1. Kultur

Oberhausen: Kurzfilmtage Oberhausen: Ein Rekord in einem „starken Kurzfilmjahr”

Oberhausen : Kurzfilmtage Oberhausen: Ein Rekord in einem „starken Kurzfilmjahr”

Die Organisatoren der Internationalen Kurzfilmtage in Oberhausen hatten Arbeit wie noch nie zuvor in der Geschichte des Festivals. 7300 eingereichte Beiträge aus 140 Ländern mussten für die 64. Auflage des renommierten Festivals angesehen werden. Aus diesem Rekordangebot werden nun über 500 Filme aus 64 Ländern vom 3. bis 8. Mai gezeigt.
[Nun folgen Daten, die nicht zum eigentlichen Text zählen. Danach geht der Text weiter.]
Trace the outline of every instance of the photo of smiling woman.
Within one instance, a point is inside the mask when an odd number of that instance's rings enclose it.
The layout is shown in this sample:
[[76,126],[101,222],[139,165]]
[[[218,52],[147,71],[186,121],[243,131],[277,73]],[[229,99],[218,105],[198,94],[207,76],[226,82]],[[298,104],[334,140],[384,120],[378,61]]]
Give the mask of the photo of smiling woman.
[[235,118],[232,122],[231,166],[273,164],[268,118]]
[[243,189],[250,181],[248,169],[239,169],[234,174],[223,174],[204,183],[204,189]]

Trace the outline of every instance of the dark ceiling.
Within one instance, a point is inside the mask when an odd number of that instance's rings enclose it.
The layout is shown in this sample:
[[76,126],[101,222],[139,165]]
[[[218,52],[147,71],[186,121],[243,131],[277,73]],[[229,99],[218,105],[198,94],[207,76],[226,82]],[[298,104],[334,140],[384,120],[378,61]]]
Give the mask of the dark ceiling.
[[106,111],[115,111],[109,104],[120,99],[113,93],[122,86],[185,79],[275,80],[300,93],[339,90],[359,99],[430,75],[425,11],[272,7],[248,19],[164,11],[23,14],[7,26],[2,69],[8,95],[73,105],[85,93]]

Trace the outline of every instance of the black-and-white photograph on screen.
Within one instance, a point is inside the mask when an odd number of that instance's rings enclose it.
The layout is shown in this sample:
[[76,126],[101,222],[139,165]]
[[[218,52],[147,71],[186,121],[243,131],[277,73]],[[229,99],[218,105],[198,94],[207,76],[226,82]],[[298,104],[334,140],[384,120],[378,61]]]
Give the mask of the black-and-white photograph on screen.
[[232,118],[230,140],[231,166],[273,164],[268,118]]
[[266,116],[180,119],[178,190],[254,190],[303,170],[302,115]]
„Bei der Sichtung hat sich herausgestellt, dass das Potential des Kurzfilms optimal genutzt wurde”, sagte die Leiterin des Internationalen Wettbewerbs, Hilke Doering am Mittwoch. „In kurzer Zeit werden komplexe Geschichten erzählt.” Das Niveau der eingereichten Arbeiten sei sehr zufriedenstellend, lobten die Organisatoren und sprachen von einem „starken Kurzfilmjahr”.

Die Produktionen konkurrieren um Preise im Gesamtwert von 42.000 Euro. Höhepunkt des Festivals ist die Verleihung des Großen Preises der Stadt Oberhausen, der mit 8000 Euro dotiert ist. Die gezeigten Filme variieren in der Länge von wenigen Minuten bis zu einer dreiviertel Stunde. So ist der kürzeste Film, der im internationalen Wettbewerb gezeigt wird, nur 2,28 Minuten lang.

Im größten und ältesten Wettbewerb des Festivals, dem Internationalen Wettbewerb, werden 53 Arbeiten aus 33 Ländern vorgestellt. Der Film „Maniküre” aus Ägypten beschäftigt sich beispielsweise in nur 13 Minuten mit einem Schönheits-Salon, in dem junge Männer älteren Frauen die Nägel pflegen.

Viele Regisseure selbst vor Ort

„Die Gegensätze zwischen Arm und Reich, zwischen Männern und Frauen werden aufgegriffen”, erklärte Doering, die noch einmal auf das Besondere an den Oberhausener Kurzfilmtagen hinwies: „Es sind fast alle Regisseure vor Ort und stellen ihre Filme selber vor. Das Publikum kann in Kontakt mit den Filmemachern treten.” Ein solches Erlebnis könne kein Tablet und auch kein Fernseher bieten, das gehe nur auf einem Festival.

Im Deutschen Wettbewerb werden 23 Filme gezeigt. 14 davon sind Weltpremieren. Der Leiter des deutschen und des nordrhein-westfälischen Wettbewerbs, Carsten Spicher, konnte weder Trends noch Tendenzen aufzeigen. „Die Filme sind sehr unterschiedlich ausgefallen”, sagte er. Auffallend sei allerdings, dass gerade aus Deutschland viele frei produzierte Filme im Wettbewerb gezeigt würden, sagte Spicher.

Die großen Filmhochschulen seien hingegen nur mäßig vertreten. Bei dem beim Publikum beliebten NRW-Wettbewerb seien deutlich mehr Spielfilme als beim Deutschen Wettbewerb vertreten. Nordrhein-Westfalen habe es geschafft, Filmemacher zu halten, lobte Spicher. Seien früher viele Künstler „dem Reiz von Berlin” erlegen, blieben inzwischen viele dem Bundesland treu.